So, I believe, to justify Aristotle’s support of considering a life of contemplation as the best one, as a life of contemplation denotes highest form of happiness and divine virtue, one that a blessed man is endowed with. Also, a contemplative life enables us to achieve the highest degree of virtue necessary to lead a perfectly happy life.
Aristotle’s argument further finds support in the fact that since a life of contemplation is placed on the highest plane by Aristotle, it means man is most blessed by gods if he strives to lead a contemplative life, and thus achieve perfect happiness and virtue, both of which are divine attributes. Unlike other activities, contemplation involves rational thinking and exercising mans’ highest faculties, which is an end in itself. This aligns with the final judgment proposed by Aristotle in Book 10 of Nicomachean Ethics, as to what constitutes a supremely happy life.

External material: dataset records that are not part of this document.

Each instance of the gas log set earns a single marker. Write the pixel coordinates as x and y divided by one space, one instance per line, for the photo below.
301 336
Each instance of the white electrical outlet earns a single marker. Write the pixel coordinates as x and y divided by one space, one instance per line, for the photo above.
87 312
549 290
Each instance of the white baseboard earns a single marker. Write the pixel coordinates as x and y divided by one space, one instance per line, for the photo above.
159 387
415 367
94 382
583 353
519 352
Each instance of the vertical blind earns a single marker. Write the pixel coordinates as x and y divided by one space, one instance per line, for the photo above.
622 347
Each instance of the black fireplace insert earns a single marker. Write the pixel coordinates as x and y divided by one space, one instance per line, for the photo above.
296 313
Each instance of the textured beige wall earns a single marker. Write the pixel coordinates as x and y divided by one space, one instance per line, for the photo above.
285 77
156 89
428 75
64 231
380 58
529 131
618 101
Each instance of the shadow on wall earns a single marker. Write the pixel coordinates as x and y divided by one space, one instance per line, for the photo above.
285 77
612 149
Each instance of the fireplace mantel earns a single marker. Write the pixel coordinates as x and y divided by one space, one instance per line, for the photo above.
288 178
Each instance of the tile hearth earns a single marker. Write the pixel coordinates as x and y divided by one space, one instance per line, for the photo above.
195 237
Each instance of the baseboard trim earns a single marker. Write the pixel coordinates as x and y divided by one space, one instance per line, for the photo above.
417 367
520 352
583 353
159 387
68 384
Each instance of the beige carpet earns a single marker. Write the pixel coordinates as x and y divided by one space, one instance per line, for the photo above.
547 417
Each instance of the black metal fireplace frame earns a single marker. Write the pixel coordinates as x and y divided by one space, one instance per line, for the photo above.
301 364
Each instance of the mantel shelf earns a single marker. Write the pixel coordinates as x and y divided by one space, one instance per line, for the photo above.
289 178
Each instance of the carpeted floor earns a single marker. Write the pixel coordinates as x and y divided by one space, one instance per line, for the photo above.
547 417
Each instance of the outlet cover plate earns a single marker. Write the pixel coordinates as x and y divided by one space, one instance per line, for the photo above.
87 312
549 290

Since Aristotle argues that happiness is the first principle from which our inquiry will advance, it supports the base argument that happiness can be achieved through virtue, which in turn, could be achieved through contemplation. This then becomes a stepping stone to leading a virtuous and happy life. While, this may not be the exact intent of Aristotle’s contemplative life, it is the best we can achieve in today’s turbulent times, where achieving contemplation – and in turn perfect happiness – is a mirage.